Editor:
Our municipal water system has three components: storage, treatment and distribution. Storage is essential since our peak water need occurs during the lowest seasonal supply. However, our storage capacity is too small to meet our needs. In truth, we only have two-thirds of a water system because it meets our needs only two-thirds of the time.
Despite providing only two-thirds of a water system, the SCRD expects us to pay 100 per cent of our taxes.
A gardener who cut two-thirds of your lawn or a dentist who fixed two-thirds of your cavities would not get away with billing 100 per cent.
What happens if we tell the SCRD, “We’re mad as hell and we won’t pay any more”? What if we deduct one-third of our water tax? This would be civil disobedience, which has a long and honourable history in democratic societies. It would not have the moral inertia of Mahatma Gandhi or the gusto of Arlo Guthrie’s “Alice’s Restaurant,” but it would shake up the SCRD.

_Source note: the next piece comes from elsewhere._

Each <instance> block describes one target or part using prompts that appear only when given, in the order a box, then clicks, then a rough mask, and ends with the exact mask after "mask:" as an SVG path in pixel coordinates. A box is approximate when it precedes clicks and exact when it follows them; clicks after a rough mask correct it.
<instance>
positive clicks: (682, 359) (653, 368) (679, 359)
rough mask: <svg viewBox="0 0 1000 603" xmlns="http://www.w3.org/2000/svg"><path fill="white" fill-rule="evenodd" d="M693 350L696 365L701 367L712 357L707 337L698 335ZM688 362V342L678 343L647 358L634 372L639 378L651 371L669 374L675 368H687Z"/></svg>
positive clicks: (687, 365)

If I deduct $100 from my property taxes to cover the missing one-third of my water service, I will suffer consequences. I will be fined $5 on July 3 and another $5 on Aug. 31. But as long as I square up by Sept. 24, the SCRD will not sell my property to recoup the outstanding tax. I will pay $10 for the privilege of being civilly disobedient with no risk of tear gas, billy clubs, or incarceration.
To paraphrase Arlo Guthrie, if one person walks into SCRD and says, “I’m mad as hell” and stiffs them $100, they will hardly notice. If three people do it, they’ll think it’s a movement. And if 1,000 taxpayers say, “We’re mad as hell,” the SCRD will spend so much time keeping track of all those $5 fines, they’ll feel the need to actually do something. That’s worth my $5.